Il y a quelques semaines, j’ai reçu en consultation un homme de quarante-sept ans. Il vit à Lyon depuis vingt ans, réussit professionnellement, trois enfants français. Mais il ne dort plus depuis qu’il a reçu un email d’un réseau de compétences marocaines à l’étranger lui proposant de « mettre son expertise au service du développement du Maroc ». Sa mère est morte six mois avant son départ. Son père lui demande depuis toujours quand il « reviendra vraiment ». Et maintenant, l’État marocain lui dit : nous avons besoin de vous. Cet homme incarne quelque chose que les statistiques migratoires n’effleurent jamais. Le Marocain qui a quitté son pays ne disparaît pas. Il demeure — par les appels WhatsApp du vendredi, par l’argent envoyé chaque mois, par les vacances d’été organisées autour d’une culpabilité diffuse. Il demeure surtout par une fracture interne : celle que crée l’absence prolongée d’un pays qu’on n’a jamais cessé de considérer comme sien. Ce que je vois en clinique, c’est rarement l’enthousiasme. C’est une panique silencieuse. Le MRE a construit un équilibre précaire entre deux mondes. Et soudain, on lui dit qu’on le réclame.

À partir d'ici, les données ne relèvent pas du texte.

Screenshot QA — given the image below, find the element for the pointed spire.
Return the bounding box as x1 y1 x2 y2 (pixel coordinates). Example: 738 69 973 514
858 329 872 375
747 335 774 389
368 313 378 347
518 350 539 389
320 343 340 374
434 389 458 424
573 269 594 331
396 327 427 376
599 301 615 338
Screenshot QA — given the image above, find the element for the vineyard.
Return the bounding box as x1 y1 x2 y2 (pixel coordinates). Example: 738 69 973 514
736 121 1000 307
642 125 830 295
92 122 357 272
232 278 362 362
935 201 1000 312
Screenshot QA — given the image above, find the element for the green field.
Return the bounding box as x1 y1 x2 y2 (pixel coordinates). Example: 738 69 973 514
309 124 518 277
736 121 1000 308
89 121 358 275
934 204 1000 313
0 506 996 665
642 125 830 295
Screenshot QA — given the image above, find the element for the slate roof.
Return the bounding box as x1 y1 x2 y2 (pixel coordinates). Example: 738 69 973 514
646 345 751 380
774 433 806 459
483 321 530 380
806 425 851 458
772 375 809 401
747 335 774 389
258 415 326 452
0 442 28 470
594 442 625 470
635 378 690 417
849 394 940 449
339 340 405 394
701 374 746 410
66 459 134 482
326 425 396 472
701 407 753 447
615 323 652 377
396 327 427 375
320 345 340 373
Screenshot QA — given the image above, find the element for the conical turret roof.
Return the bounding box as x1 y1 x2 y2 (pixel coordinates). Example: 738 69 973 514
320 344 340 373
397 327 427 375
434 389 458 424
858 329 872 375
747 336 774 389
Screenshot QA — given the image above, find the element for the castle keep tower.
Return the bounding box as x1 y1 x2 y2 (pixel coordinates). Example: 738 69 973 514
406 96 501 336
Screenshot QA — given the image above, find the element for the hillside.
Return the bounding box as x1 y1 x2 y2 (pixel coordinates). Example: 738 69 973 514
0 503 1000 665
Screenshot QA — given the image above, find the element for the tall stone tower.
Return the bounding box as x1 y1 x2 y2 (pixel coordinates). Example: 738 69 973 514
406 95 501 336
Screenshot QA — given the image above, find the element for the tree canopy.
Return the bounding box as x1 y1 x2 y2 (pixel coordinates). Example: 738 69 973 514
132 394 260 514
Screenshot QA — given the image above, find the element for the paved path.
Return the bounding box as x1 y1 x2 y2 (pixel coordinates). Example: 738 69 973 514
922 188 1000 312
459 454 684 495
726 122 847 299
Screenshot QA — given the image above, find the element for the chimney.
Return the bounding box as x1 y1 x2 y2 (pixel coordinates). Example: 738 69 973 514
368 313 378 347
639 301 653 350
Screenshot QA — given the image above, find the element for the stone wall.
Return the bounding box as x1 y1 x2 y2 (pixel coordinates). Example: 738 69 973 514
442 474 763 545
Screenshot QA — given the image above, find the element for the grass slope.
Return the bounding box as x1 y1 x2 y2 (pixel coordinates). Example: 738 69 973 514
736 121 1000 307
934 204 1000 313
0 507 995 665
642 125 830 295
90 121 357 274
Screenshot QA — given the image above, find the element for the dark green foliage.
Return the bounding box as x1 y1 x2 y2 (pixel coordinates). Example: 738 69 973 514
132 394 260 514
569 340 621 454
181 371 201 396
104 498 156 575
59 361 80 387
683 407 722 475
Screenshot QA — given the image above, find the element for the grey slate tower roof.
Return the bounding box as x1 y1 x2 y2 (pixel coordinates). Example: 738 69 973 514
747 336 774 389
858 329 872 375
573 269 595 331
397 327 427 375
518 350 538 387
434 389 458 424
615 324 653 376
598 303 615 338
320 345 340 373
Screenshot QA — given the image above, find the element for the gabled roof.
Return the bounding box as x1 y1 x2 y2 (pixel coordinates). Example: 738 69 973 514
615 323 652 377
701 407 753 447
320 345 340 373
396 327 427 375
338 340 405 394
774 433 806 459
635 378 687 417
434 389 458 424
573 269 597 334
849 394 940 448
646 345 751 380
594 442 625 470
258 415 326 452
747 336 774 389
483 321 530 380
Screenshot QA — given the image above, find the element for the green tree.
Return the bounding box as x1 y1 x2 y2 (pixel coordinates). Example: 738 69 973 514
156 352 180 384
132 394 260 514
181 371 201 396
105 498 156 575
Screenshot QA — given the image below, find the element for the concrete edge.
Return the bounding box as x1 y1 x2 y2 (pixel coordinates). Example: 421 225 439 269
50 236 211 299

Le 6 novembre 2024, Sa Majesté le Roi Mohammed VI a annoncé la création de la Fondation Mohammedia des MRE — bras opérationnel d’une politique publique unifiée, avec en son cœur un « Mécanisme national de mobilisation des compétences ». L’architecture est intelligente. Mais cette reconnaissance pose une question psychiatrique : que se passe-t-il quand on demande à quelqu’un d’être pleinement citoyen de deux mondes à la fois ?
En 2025, les transferts des MRE ont dépassé 122 milliards de dirhams, approchant 10 % du PIB. Mais 60 % de ces fonds couvrent les dépenses quotidiennes des familles. Le MRE n’investit pas : il maintient en vie. Et voici que l’État dit qu’il est « inconcevable » que leur contribution aux investissements privés se limite à 10 %. Vous envoyez beaucoup, mais vous n’investissez pas assez. L’injonction est là, même si le mot ne l’est pas.
Je suis rentré. J’ai des brevets déposés, des outils de santé numérique opérationnels. Ce que j’ai trouvé, ce n’est pas un guichet unique — c’est une série de portes sans signalétique, de formulaires sans interlocuteurs. Il m’est arrivé d’assister à un séminaire sur les MRE revenus et de me retrouver dans la salle — sans siège, figurant dans une pièce écrite sur ma propre vie.
Le CCME, interrogé sur dix-sept ans sans avis formel, répond par ses deux cents ouvrages. Le travail est réel. Mais produire de la connaissance sur la diaspora n’est pas la représenter. Une institution qui étudie les MRE sans leur rendre de comptes reste dans le registre de l’observation — pas de la participation. On cite 8 % de jeunes intéressés par la politique pour minimiser la revendication. Mais 8 % de plusieurs millions, ce sont des centaines de milliers de personnes. Et la représentation n’est pas seulement électorale.
Le psychiatre en moi a un mot pour tout cela : le double bind. Tu es le bienvenu dans les discours, pas toujours dans les salles. L’homme de Lyon ne demande pas à être mobilisé. Il demande à être reconnu comme celui qui a eu le droit de partir — et le droit, aussi, de se sentir marocain sans culpabilité de l’être insuffisamment.
La Fondation Mohammedia sera-t-elle construite avec des MRE actifs, ou seulement pour eux ? Le bras exécutif ne sert à rien si les mains qui le guident ne savent pas ce que ça fait de rentrer, de recommencer, de se heurter aux murs avec un CV étranger et un projet local.
Le Maroc a besoin de sa diaspora non comme main-d’œuvre, mais comme citoyens entiers, enfin autorisés à ne pas choisir entre deux patries. Je reste optimiste. Mais l’optimisme, pour un psychiatre, ne dispense pas du diagnostic.